Pharmacokinetics and Pharmacodynamics Flashcards
What is the definition of Pharmacokinetics and clinical pharmacokinetics?
It determines what the body does to the drug.
Absorption, distribution, metabolism, excretion.
Clinical pharmacokinetics is the tailoring of the drug to your patient, e.g. the dose rate given by the drug company is modified to suit the patient.
What are the certain requirements of a drug?
1) efficacy- it does what it says it will do
2) safety- for both the patient and the vet
3) minimal side effects
4) residues for commercial animals
What is the definition of pharmacodynamics?
it determines what the drug does to the body.
What are the three different models of kinetics?
1) open model- drug is eliminated from the body (most common)
2) closed model- drug is re-circulated (enterohepatic)
3) compartments- central, peripheral and deep. e.g. Blood, muscle, CNS
What is entero-hepatic recirculation?
drug is released into the GI tract in the bile and a proportion of it may then be reabsorbed from the GI tract. This means that the drug will last much longer and if it is metabolised then it can be altered in the GI tract back to its original form.
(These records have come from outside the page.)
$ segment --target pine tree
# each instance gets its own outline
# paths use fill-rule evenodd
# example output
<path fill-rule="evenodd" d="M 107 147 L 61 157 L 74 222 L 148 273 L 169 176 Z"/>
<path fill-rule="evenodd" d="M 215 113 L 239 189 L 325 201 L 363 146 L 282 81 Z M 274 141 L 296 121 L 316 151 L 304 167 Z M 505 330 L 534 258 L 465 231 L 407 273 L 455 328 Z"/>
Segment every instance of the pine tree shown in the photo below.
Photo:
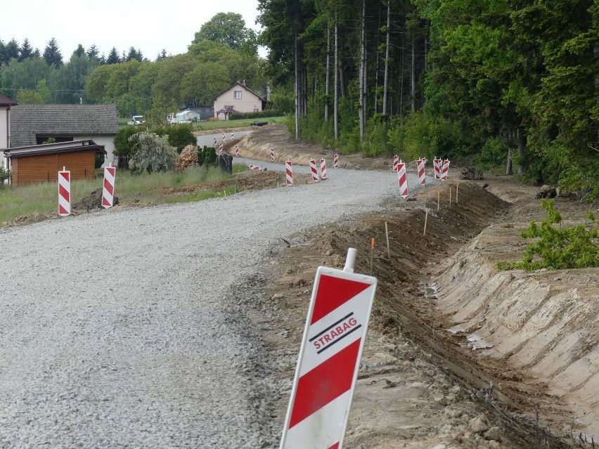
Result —
<path fill-rule="evenodd" d="M 21 45 L 21 48 L 19 49 L 19 60 L 23 61 L 27 58 L 32 58 L 32 56 L 33 48 L 29 43 L 29 39 L 25 37 L 22 45 Z"/>
<path fill-rule="evenodd" d="M 44 50 L 44 59 L 46 60 L 46 63 L 48 65 L 53 65 L 59 67 L 63 65 L 63 55 L 60 54 L 60 49 L 56 44 L 56 39 L 53 37 L 48 42 L 46 48 Z"/>
<path fill-rule="evenodd" d="M 106 59 L 106 64 L 118 64 L 120 62 L 121 58 L 119 56 L 119 53 L 115 47 L 112 47 L 110 50 L 110 53 L 108 53 L 108 58 Z"/>
<path fill-rule="evenodd" d="M 96 46 L 95 44 L 93 44 L 91 47 L 87 49 L 87 51 L 85 52 L 87 55 L 87 58 L 89 60 L 93 59 L 98 59 L 98 55 L 99 54 L 99 51 L 98 50 L 98 47 Z"/>

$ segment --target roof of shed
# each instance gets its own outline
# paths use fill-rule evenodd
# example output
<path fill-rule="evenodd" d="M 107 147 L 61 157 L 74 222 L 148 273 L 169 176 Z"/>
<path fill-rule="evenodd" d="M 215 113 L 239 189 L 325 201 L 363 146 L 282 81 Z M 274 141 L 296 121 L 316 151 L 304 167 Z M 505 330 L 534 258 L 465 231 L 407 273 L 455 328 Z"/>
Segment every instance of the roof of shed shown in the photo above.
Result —
<path fill-rule="evenodd" d="M 11 108 L 13 147 L 35 145 L 37 134 L 116 134 L 115 105 L 18 105 Z"/>
<path fill-rule="evenodd" d="M 107 154 L 103 145 L 98 145 L 91 139 L 60 142 L 58 143 L 42 143 L 22 147 L 14 147 L 4 150 L 6 157 L 18 158 L 39 155 L 53 155 L 58 152 L 71 152 L 83 150 L 94 150 L 96 152 Z"/>

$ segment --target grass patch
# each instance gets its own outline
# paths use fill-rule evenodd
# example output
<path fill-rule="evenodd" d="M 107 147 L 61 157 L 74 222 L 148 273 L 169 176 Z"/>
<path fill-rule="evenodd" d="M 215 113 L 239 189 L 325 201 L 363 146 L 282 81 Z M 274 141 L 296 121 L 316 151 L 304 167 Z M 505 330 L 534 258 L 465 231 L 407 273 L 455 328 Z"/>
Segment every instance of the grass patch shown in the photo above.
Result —
<path fill-rule="evenodd" d="M 233 165 L 233 171 L 243 171 L 243 165 Z M 202 201 L 208 198 L 232 195 L 234 188 L 224 191 L 201 190 L 192 194 L 169 193 L 171 188 L 192 186 L 231 178 L 218 168 L 191 167 L 183 172 L 144 173 L 134 176 L 129 171 L 117 170 L 115 194 L 121 202 L 172 203 Z M 71 204 L 89 196 L 101 188 L 102 178 L 74 181 L 71 183 Z M 0 224 L 18 217 L 33 214 L 58 213 L 58 190 L 56 183 L 44 183 L 19 187 L 0 188 Z"/>

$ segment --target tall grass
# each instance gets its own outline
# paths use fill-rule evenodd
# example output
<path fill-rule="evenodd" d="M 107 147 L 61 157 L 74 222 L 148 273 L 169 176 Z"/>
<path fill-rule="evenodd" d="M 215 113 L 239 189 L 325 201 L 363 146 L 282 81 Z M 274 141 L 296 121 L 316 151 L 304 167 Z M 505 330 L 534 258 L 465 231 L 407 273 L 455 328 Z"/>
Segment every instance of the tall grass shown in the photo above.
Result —
<path fill-rule="evenodd" d="M 243 168 L 243 167 L 242 167 Z M 235 171 L 239 167 L 233 166 Z M 190 167 L 183 172 L 144 173 L 134 176 L 129 171 L 117 170 L 115 195 L 122 202 L 186 202 L 200 201 L 223 195 L 222 192 L 198 192 L 188 195 L 169 193 L 172 187 L 196 186 L 212 181 L 230 178 L 222 170 L 213 167 Z M 74 181 L 71 183 L 71 204 L 79 202 L 103 186 L 101 177 Z M 227 195 L 231 192 L 227 191 Z M 34 213 L 58 213 L 58 189 L 55 183 L 0 188 L 0 224 Z"/>

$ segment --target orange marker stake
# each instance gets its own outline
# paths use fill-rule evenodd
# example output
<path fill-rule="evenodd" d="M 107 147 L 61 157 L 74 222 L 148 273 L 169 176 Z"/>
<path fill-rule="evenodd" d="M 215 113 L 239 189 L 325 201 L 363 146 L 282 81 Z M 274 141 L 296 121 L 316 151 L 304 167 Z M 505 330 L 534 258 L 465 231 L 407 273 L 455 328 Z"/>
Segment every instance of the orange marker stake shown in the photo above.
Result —
<path fill-rule="evenodd" d="M 371 239 L 371 275 L 373 274 L 373 262 L 374 261 L 374 237 Z"/>

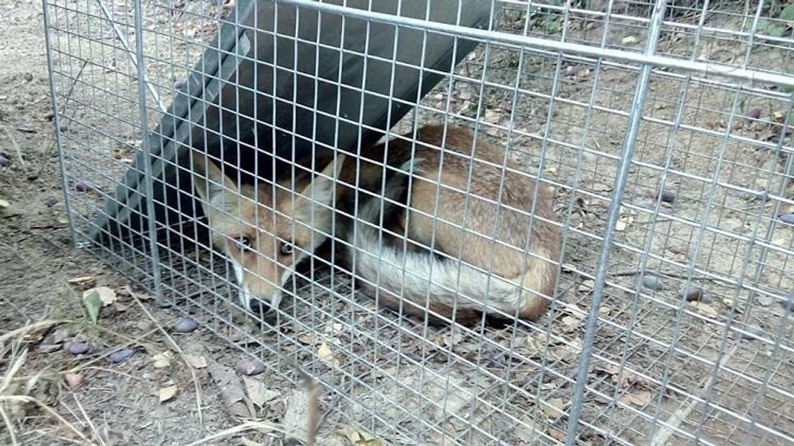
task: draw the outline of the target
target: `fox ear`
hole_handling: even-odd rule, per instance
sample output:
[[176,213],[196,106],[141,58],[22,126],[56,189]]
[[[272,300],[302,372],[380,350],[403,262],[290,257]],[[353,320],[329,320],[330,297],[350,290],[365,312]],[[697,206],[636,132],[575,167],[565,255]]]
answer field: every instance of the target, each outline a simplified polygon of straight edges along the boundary
[[326,206],[333,204],[333,195],[337,189],[337,179],[344,164],[345,155],[337,156],[335,162],[331,160],[331,162],[328,163],[326,169],[320,173],[321,174],[315,176],[311,183],[301,191],[301,194],[304,196],[301,200],[311,200],[313,205],[318,209],[325,208],[317,206],[317,204]]
[[[325,227],[330,226],[331,211],[326,207],[333,204],[333,196],[336,195],[337,179],[341,172],[345,163],[345,156],[338,155],[336,161],[331,160],[321,175],[312,180],[303,191],[303,196],[295,201],[295,213],[304,221],[314,219],[314,224]],[[314,214],[314,215],[313,215]],[[327,223],[324,224],[324,223]]]
[[[205,211],[209,202],[225,194],[235,193],[237,186],[231,178],[209,160],[206,153],[192,152],[193,187],[202,198]],[[205,203],[207,202],[207,203]]]

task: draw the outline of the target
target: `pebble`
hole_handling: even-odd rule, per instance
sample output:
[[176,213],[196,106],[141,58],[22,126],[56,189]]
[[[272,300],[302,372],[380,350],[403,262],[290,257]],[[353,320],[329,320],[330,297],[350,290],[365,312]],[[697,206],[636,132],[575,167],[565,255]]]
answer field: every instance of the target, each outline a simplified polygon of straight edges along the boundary
[[709,295],[700,286],[690,286],[684,289],[682,289],[678,293],[678,297],[686,299],[688,302],[694,302],[696,301],[700,302],[707,302],[709,299]]
[[75,190],[79,192],[88,192],[94,188],[94,184],[87,180],[78,180],[75,181]]
[[64,347],[72,355],[83,355],[88,351],[88,344],[84,342],[67,342]]
[[67,373],[64,374],[64,379],[66,380],[66,383],[69,385],[69,388],[72,390],[77,389],[81,384],[83,384],[83,376],[75,373]]
[[107,359],[111,363],[123,363],[126,361],[130,356],[133,355],[133,349],[129,347],[122,348],[121,350],[117,350],[110,355],[108,355]]
[[264,371],[264,364],[252,359],[241,359],[234,364],[234,370],[240,374],[254,375]]
[[783,309],[787,312],[794,312],[794,299],[781,301],[781,306],[783,307]]
[[664,203],[673,203],[676,200],[676,193],[670,191],[661,191],[657,198]]
[[745,116],[750,120],[757,119],[761,118],[761,109],[757,107],[751,107],[747,109]]
[[764,329],[757,325],[747,325],[744,328],[746,333],[742,333],[743,339],[755,339],[764,335]]
[[198,328],[198,323],[189,317],[180,317],[174,324],[177,333],[190,333]]
[[642,276],[642,286],[649,289],[661,289],[661,279],[650,274]]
What is first order kinetics?
1) first order kinetics- rate of drug elimination changes and is proportional to the drug concentration. The equation for this is (delta)C/(delta)t=-KC. As drug concentration increases then excretion will increase to compensate (enzymes can respond) -the drug conc. decreases exponentially.
What are 0 order kinetics?
The rate at which the drug concentration changes is constant and independent of drug concentration. In this case the enzymes are working at their limit and so increasing the concentration of the drug will not increase the amount excreted. (delta)C/ (delta)t=-K0, C is not involved here. Rel is fixed.
What will happen in a one compartment, open model, first order elimination by IV admin and how is it graphed?
It will enter the central compartment directly because of the IV, elimination will occur, Rel is proportional to conc. and there is no absorption. The graph will be a straight line (1st order), K is the slope of the line and C is the concentration, C0 is the conc. at time 0
What happens in a one compartment open model with first order absorption and elimination and how is it graphed?
Here the drug is given orally so absorption into the central compartment needs to be taken into account. So the graph will have two phases: The absorption phase is curved and represents the drug getting into the central compartment and the elimination phase is a straight line.
What happens in a two compartment open model, IV with first order elimination and how is it graphed?
This is different because once into the central compartment the drug then has two ways that it can be lost: to the peripheral compartment or it can be eliminated. The movement from central to peripheral will reach equilibrium but elimination can only come from the central so the drug move from peripheral to central then out.
It is a biphasic graph with the rate of conc falling rapidly at the start as it is lost in two ways, it then slows as equilibrium is reached and loss is purely due to elimination.
How do drugs interact when they are free and bound?
Only the free drug is able to move, it cannot be metabolised, excreted or move into cells when bound. There is an equilibrium between free and bound drug in receptors, tissue reservoirs and in the main body compartments.
What influences the movement of a drug?
The molecular size, shape, degree of ionisation, lipid solubility of ionised and non-ionised forms, protein binding. These are the physico-chemical properties of the molecule.
How does variation in membranes influence movement of a drug?
capillaries have intercellular gaps to allow movement of the drug, the CNS have tight junctions to form the BBB. So the size of the gap determines what size of molecule can pass through.
How can drugs enter the BBB?
If the drug has an affinity receptor it can bind to it and enter. Once in, the drug will bind to P-glycoprotein and be removed, it is actively transported out of the CNS immediately.
What are the two ways that drugs can move across membranes?
Passive transfer- depends on how lipid soluble the drug is and the drug concentration gradient and, if the drug is hydrophillic, aqueous pores.
Carrier mediated transport- relies on chemical nature, it can become saturated and undergo competitive inhibition. e.g. active transport- against conc. grad. or facilitated diffusion- relies on movement down the conc. grad.
What is ‘ion trapping’?
When most of the drug is in its ionised form and is more concentrated in one area. (move across membranes when non-ionised).
What is the Henderson-Hasselbach equation in relation to degree of ionisation?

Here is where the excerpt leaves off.